Contemporary Reviews
Dublin Core
Title
Description
This item consists of an 1869 review of Little Women published by The Athenaeum, and a review of a biography about Luisa May Alcott from The Independent, which elegantly discusses Alcott’s writing, primarily Little Women. Together the two reviews demonstrate the different ways in which Alcott’s novel was interpreted at the time just after its publication.
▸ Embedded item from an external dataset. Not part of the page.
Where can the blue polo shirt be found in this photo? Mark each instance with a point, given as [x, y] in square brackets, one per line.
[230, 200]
In the contemporary review of Little Women, the novel’s themes of feminism and women’s liberation are overlooked, as the reviewer instead focuses on the March sisters’ relationships to men and domesticity. In fact, the novel is even referred to as “a cheerful domestic story.” The reviewer also writes, “It is almost needless to say that Miss Jo is one of the strong-minded race of young women, and that she has started in life with the fallacious idea that a man’s love is by no means essential to a woman’s happiness.” Instead of writing of Jo’s independence, literary and financial success, and ability to support her family, the reviewer only comments on her marriage to Professor Bhaer. Despite all of her other accomplishments throughout the novel, the reviewer points to Jo’s marriage as evidence that women are dependent upon men’s affections. In doing so, the review misses the Alcott sisters’ ideas about women’s strength, abilities, and independence that are present in the novel and highlighted in the illustrations.
On the other hand, The Independent’s review acknowledges Alcott’s “boldness with which she defied the artificial proprieties of the old-time Boston code of culture.” The reviewer writes that in Little Women, as well as in Luisa Alcott’s other works, she demonstrates that, like herself, women can be ambitious, hard-working, independent, successful, intelligent, and determined. Unlike the first review (which discusses women only in relation to men), this one focuses on Luisa Alcott as an empowered woman, and how her empowerment comes through in her writing. The vastly different ways in which Little Women’s attitudes toward women were interpreted in these reviews displays that the role of women in society was unclear during the late nineteenth century when the novel was published. Perhaps the reviews are so diverse because gender norms for women at this time were changing, leaving people with different ideas about how women were or should have been considered.